5.3 Decision flow — quick reference
Plugged in / connected to a venue?
├── No → Phone hotspot or wait
└── Yes → Open Admin Panel (192.168.8.1)
│
├── VPN already connected?
│ ├── Yes → Verify kill-switch state, you're done
│ └── No → VPN → Connect (WireGuard config from password manager)
│
├── Captive portal?
│ ├── No → Done
│ └── Yes → Captive-portal helper or browser to portal page;
│ authenticate, the router carries the auth state
│
└── Tethering / cellular?
├── Phone tether → plug USB-C, Mode button → Tethering, done
└── Cellular dongle → plug USB-A, Mode button → Cellular, wait for modeswitch6. Volume Reading Order
You can read straight through 1 → 12, but the volumes are designed to be a graph, not a linear book. Common paths:
- “Got the unit, what now?” → Vol 1 (this) → Vol 2 (hardware) → Vol 11 (ops checklist) → start using it.

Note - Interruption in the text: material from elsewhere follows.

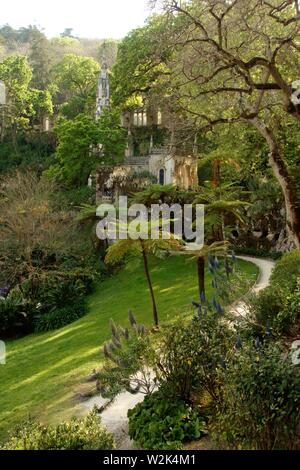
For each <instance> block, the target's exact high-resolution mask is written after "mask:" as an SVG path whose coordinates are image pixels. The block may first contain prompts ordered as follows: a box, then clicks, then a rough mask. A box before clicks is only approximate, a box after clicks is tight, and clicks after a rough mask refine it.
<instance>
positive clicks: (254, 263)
mask: <svg viewBox="0 0 300 470" xmlns="http://www.w3.org/2000/svg"><path fill="white" fill-rule="evenodd" d="M238 259H242V260H245V261H249V262H251V263H253V264H256V265H257V266H258V267H259V270H260V274H259V277H258V280H257V282H256V284H255V286H254V287H253V291H254V292H259V291H261V290H262V289H264V288H265V287H267V286H268V284H269V281H270V277H271V274H272V270H273V268H274V266H275V262H274V261H271V260H268V259H262V258H255V257H252V256H238ZM232 311H233V312H235V313H237V314H240V315H246V314H247V305H246V304H245V303H244V302H243V301H238V302H237V303H236V304H235V305H234V306H233V310H232ZM144 397H145V395H143V394H141V393H137V394H136V395H131V394H130V393H128V392H125V393H121V394H120V395H119V396H118V397H117V398H116V399H115V400H114V401H113V402H112V403H111V404H110V405H108V406H107V407H106V408H105V410H104V411H103V412H102V413H101V419H102V423H103V424H104V425H105V426H106V427H107V429H108V430H109V431H110V432H112V433H113V434H114V435H115V439H116V443H117V448H118V449H119V450H131V449H133V442H132V441H131V440H130V438H129V436H128V419H127V411H128V410H129V409H131V408H133V407H134V406H135V405H136V404H137V403H140V402H142V401H143V400H144ZM106 403H107V400H105V399H103V398H102V397H100V396H97V397H93V398H91V399H90V400H88V401H86V402H84V403H83V406H84V408H85V409H86V410H88V411H91V410H92V409H93V407H94V406H95V405H96V406H97V407H99V408H100V407H102V406H105V405H106Z"/></svg>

- “It boots loop / I bricked it” → Vol 4 §3 (recovery flow) → Vol 4 §4 (sysupgrade) → Vol 4 §6 (TFTP nuclear option).
- “VPN is the only thing I care about” → Vol 1 (this) → Vol 7 (entire) → Vol 11 §3 (travel checklist).
- “I want to use this for kismet / packet research” → Vol 1 (this) → Vol 5 (DSA + bridges) → Vol 10 (entire).
- “I’m flashing pure OpenWrt” → Vol 3 §3 (GL build vs upstream delta) → Vol 4 §5 (the upgrade path) → Vol 5 (rebuild networking from defaults) → Vol 6 (Wi-Fi config from defaults).
The cross-references inside each volume tell you which other volumes are needed for full context; follow them and the graph fills in.
7. Cheatsheet Updates Feeding into Vol 12
Each body volume contributes one or more one-pagers to Vol 12. From Vol 1 the cheatsheet inputs are:
- Default credentials and network settings —
192.168.8.1mgmt IP,192.168.8.0/24LAN, factory SSIDGL-BE3600-ae2, factory key on the bottom tag. - Mode-cycle reference — Ethernet · Repeater · Tethering · Cellular, accessible from front Mode button without a laptop.
- Decision flow (§5.3 above) — printable as the top-of-card reminder.
Vol 12 §1 expands these into the laminate.